New York City’s public hospitals and schools are leading the way. By serving plant-based meals as the default option and enhancing patients’ food experience, NYC Health + Hospitals is on track to serve 850,000 plant-based meals this year — reducing its food-based carbon emissions by 36 percent as of February 2023 while reducing the public health burden of diet-related disease. The city also introduced Plant-Powered Fridays in its public schools last year, emphasizing the central role that healthy, low-carbon options must have on individuals’ plates and inspiring future generations to lead the charge in creating a more just and sustainable food system.

In addition to committing to reducing the city’s carbon emissions from food purchases from city agencies by 33 percent by 2030, Mayor Adams today launched the Plant-Powered Carbon Challenge, urging private, institutional, and nonprofit sector leaders to reduce their food-based emissions by 25 percent by 2030. MOFP — in partnership with the companies Coolfood and Greener by Default — will support participants in measuring and reducing the carbon footprint of their existing procurement practices.
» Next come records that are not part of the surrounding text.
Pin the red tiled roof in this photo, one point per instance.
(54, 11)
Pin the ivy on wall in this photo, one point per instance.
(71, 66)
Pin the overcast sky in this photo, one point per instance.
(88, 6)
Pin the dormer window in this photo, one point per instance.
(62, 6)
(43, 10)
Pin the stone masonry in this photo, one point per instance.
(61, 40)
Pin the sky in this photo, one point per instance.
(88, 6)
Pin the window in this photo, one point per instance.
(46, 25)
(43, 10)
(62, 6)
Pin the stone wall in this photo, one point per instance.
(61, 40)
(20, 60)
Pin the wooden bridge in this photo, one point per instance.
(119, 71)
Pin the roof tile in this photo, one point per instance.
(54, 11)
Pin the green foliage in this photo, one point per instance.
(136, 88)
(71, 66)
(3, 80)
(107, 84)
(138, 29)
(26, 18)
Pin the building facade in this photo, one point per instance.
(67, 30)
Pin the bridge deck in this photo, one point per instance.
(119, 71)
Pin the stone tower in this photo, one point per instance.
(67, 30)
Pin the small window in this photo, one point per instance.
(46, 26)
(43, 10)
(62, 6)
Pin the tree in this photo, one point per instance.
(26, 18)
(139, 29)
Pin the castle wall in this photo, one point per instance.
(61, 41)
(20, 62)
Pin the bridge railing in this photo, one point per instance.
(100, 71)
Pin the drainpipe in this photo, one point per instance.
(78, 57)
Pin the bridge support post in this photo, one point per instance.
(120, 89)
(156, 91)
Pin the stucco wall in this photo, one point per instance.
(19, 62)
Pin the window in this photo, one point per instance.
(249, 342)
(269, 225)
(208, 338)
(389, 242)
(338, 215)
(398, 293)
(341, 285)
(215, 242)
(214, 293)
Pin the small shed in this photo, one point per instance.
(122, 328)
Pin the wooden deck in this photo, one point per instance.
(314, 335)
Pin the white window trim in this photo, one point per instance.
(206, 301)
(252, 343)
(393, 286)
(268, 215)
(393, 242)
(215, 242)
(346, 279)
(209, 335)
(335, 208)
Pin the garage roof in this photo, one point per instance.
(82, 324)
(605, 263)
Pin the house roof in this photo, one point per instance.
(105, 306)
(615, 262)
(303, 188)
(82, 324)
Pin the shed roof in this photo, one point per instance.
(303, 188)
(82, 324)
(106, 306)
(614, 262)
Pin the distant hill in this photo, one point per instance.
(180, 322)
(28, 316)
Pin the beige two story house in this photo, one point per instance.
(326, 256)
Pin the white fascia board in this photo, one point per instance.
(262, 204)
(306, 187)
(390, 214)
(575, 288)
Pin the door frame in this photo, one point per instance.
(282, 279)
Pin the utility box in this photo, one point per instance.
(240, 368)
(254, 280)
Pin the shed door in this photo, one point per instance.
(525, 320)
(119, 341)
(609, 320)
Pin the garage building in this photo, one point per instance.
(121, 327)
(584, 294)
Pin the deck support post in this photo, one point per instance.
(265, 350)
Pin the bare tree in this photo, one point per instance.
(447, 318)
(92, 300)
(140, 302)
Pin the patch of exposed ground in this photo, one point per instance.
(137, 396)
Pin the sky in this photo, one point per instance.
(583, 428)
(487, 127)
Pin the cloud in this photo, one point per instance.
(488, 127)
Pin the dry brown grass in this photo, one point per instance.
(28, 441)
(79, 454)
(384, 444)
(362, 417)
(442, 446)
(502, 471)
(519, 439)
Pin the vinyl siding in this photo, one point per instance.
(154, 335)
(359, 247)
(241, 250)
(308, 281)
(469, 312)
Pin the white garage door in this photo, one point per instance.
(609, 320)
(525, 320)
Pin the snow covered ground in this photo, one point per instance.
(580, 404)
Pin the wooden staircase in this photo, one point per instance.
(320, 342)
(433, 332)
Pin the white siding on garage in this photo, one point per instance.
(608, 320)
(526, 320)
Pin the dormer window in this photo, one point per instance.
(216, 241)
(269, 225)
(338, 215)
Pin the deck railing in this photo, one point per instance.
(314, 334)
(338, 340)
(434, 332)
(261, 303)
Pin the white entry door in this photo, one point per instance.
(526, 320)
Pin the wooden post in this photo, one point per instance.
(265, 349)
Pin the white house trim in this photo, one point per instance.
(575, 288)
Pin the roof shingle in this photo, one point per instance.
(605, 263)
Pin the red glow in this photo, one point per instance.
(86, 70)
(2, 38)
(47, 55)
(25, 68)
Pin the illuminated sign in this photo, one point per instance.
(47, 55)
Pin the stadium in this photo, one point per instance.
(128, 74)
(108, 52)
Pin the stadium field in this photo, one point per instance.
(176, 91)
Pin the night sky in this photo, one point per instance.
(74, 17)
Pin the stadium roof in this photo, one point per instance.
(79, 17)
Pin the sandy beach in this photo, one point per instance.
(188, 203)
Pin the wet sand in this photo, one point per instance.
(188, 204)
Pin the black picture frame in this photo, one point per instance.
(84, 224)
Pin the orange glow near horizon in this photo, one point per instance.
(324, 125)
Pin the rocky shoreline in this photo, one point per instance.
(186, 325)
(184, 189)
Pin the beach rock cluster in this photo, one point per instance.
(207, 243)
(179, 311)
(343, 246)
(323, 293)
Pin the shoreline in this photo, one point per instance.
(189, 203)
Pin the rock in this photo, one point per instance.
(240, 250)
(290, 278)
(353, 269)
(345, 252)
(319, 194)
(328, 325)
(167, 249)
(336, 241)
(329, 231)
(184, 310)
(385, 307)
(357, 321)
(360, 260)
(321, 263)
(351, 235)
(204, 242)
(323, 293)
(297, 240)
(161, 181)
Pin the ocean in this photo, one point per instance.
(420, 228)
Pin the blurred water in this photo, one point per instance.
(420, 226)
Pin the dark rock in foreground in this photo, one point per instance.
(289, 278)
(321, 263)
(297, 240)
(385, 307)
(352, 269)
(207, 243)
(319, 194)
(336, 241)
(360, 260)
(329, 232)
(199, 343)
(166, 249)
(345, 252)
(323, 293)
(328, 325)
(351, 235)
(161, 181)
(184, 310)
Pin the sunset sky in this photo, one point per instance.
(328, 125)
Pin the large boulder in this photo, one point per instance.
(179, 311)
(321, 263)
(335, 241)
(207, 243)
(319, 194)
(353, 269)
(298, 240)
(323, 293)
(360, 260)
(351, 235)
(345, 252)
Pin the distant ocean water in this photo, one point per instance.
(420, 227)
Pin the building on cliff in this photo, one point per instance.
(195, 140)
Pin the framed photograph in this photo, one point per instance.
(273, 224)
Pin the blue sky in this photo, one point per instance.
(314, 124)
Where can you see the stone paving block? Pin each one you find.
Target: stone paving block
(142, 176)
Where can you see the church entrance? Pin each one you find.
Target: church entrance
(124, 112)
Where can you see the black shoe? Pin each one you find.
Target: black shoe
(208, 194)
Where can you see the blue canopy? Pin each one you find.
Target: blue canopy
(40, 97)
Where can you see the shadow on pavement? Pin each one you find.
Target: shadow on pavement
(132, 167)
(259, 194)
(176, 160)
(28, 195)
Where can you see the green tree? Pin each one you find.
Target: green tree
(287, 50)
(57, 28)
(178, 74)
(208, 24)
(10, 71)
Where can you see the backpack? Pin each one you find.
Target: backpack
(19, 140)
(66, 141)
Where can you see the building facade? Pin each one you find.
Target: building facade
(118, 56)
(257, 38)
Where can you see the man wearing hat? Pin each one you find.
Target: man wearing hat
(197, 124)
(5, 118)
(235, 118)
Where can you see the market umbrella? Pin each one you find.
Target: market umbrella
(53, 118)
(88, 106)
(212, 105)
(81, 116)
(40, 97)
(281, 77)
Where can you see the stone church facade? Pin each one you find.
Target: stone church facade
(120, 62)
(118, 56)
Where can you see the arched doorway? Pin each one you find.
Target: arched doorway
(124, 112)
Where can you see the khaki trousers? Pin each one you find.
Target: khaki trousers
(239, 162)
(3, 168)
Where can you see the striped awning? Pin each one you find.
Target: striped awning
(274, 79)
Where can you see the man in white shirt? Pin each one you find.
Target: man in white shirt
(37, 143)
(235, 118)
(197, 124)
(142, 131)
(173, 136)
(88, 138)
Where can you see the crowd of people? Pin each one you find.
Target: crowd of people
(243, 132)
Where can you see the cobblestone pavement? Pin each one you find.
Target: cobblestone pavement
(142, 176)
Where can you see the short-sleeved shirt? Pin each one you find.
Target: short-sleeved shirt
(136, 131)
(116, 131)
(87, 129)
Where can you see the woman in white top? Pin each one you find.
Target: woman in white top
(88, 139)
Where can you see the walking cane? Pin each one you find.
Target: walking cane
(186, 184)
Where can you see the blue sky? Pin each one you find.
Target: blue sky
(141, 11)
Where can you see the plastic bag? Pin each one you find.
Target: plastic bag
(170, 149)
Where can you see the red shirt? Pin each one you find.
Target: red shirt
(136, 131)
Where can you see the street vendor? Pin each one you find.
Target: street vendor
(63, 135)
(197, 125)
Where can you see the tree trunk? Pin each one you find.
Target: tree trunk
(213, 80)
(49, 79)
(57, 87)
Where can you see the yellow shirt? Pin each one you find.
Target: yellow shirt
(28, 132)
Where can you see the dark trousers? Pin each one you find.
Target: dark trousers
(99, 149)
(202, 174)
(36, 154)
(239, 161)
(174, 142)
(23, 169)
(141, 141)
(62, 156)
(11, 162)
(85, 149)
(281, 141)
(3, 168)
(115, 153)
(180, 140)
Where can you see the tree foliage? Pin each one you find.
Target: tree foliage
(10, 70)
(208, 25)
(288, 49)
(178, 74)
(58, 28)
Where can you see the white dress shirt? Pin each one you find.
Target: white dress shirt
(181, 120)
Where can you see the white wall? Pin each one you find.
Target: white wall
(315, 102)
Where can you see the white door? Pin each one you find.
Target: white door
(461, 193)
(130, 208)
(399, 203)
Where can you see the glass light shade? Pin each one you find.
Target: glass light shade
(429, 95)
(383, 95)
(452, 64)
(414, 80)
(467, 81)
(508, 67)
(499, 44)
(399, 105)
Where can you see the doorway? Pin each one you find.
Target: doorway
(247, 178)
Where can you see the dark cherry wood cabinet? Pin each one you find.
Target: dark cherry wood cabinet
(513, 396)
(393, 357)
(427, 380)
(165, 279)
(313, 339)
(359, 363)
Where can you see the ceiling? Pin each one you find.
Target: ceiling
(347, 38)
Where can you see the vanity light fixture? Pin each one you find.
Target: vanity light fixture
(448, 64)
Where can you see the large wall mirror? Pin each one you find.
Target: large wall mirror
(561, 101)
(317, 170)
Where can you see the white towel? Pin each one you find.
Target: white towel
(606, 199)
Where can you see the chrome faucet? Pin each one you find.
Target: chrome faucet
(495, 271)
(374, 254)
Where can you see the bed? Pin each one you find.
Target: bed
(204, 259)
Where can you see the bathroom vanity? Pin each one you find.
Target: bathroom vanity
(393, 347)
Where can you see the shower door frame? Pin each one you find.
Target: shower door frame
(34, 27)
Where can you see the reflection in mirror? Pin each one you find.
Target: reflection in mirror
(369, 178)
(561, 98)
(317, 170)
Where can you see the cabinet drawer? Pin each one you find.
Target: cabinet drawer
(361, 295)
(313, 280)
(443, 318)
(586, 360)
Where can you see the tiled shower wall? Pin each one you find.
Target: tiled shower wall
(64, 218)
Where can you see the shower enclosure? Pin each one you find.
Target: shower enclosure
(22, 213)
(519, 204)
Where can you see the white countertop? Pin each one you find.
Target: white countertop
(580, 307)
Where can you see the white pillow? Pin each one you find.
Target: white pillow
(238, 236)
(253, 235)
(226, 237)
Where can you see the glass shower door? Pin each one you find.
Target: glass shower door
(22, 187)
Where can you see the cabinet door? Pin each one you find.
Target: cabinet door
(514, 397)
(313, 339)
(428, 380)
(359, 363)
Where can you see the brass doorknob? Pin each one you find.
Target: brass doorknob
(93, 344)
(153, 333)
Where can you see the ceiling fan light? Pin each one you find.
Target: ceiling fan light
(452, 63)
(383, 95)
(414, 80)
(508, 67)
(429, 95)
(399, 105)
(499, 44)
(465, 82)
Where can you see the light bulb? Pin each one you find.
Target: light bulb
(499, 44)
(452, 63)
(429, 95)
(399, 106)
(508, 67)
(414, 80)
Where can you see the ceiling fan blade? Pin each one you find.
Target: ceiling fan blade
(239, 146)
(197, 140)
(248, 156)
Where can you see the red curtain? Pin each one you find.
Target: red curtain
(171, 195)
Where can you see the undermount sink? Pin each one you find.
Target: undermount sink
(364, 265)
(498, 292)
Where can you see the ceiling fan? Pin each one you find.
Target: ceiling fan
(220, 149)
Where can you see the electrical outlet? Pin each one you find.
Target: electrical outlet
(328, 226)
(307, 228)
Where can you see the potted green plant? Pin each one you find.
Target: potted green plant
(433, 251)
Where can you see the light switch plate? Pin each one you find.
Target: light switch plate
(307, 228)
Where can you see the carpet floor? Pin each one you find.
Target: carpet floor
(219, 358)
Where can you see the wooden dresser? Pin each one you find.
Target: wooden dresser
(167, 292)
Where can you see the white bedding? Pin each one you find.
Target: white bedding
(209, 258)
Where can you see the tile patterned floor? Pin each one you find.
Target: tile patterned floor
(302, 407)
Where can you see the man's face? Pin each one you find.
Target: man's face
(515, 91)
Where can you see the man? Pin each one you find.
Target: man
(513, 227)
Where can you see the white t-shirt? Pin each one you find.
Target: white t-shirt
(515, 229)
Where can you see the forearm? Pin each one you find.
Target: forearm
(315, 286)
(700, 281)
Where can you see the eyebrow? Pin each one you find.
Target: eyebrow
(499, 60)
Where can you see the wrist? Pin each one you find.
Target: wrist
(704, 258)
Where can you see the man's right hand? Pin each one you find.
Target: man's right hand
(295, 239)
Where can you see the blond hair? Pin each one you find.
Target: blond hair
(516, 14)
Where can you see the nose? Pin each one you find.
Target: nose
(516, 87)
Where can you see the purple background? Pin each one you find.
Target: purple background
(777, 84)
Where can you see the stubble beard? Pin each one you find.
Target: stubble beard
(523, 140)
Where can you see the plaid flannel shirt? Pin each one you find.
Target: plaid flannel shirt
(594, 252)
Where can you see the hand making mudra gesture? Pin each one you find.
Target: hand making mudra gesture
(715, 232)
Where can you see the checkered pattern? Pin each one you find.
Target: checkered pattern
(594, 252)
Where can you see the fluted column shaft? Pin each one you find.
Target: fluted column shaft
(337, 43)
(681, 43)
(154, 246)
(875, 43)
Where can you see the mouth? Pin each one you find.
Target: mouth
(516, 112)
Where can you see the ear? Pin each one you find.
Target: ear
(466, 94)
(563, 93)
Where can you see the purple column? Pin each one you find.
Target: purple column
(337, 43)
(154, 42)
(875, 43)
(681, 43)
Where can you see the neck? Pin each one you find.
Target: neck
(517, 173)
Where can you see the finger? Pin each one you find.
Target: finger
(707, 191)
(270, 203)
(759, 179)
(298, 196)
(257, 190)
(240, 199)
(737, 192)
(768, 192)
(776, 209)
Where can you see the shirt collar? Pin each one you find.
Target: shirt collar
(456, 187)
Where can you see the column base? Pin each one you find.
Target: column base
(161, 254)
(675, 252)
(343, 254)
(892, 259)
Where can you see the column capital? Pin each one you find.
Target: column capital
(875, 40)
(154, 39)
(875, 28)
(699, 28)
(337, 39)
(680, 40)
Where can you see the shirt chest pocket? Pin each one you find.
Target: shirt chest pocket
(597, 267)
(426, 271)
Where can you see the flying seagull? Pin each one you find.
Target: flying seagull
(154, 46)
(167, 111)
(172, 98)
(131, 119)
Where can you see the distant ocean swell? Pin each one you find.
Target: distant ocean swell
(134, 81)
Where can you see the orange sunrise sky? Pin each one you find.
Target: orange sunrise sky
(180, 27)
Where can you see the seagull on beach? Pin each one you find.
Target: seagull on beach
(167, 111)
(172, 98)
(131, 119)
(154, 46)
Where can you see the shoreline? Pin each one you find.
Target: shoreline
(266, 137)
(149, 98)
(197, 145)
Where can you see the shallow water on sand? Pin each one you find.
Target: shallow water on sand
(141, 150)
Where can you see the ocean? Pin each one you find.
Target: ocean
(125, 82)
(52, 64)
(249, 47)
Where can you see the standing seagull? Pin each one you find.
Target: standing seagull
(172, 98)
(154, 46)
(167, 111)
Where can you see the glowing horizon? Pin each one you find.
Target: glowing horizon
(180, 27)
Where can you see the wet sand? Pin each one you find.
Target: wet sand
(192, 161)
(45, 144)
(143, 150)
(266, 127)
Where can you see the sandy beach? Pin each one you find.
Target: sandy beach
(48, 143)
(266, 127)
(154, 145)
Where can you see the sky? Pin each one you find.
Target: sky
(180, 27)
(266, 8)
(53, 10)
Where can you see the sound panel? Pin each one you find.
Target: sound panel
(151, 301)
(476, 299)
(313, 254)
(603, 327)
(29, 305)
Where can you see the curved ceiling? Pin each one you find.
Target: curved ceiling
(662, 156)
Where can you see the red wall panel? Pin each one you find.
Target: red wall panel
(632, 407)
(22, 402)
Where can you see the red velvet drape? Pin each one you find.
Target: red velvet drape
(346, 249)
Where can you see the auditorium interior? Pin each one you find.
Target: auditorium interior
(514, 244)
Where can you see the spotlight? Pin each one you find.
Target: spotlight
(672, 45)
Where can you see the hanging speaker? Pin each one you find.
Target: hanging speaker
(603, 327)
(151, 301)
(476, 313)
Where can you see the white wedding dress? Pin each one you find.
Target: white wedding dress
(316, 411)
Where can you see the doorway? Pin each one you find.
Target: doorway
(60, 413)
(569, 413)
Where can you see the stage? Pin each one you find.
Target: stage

Last year, Mayor Adams updated the city’s Food Standards, which translate the latest research on health and nutrition into guidelines for food served by the city — aligning public health and climate goals. The city was recognised by signatories to the Milan Urban Food Policy Pact for its work incorporating “Good Food Purchasing” program values in its food procurement. The Good Food Purchasing program encourages large institutions to use their buying power to support five core values: local economies, environmental sustainability, valued workforce, animal welfare, and nutrition. The city is integrating these values into agency food spending, which will ensure that city funds spent on food support individual, community, and planetary health.   

New York City is a national and global leader in climate initiatives related to food and is poised to serve as a model for other cities. In 2022, Mayor Adams announced that the city had signed onto the “C40 Good Food Cities Declaration” — joining London and 13 other cities around the world delivering on the same pledge — to increase access to plant-forward and nutritious food for city residents and halve their city’s respective food waste. C40 is a network of nearly 100 mayors from the world’s leading cities working to deliver urgent, local action to confront the climate crisis and create a future where everyone can thrive.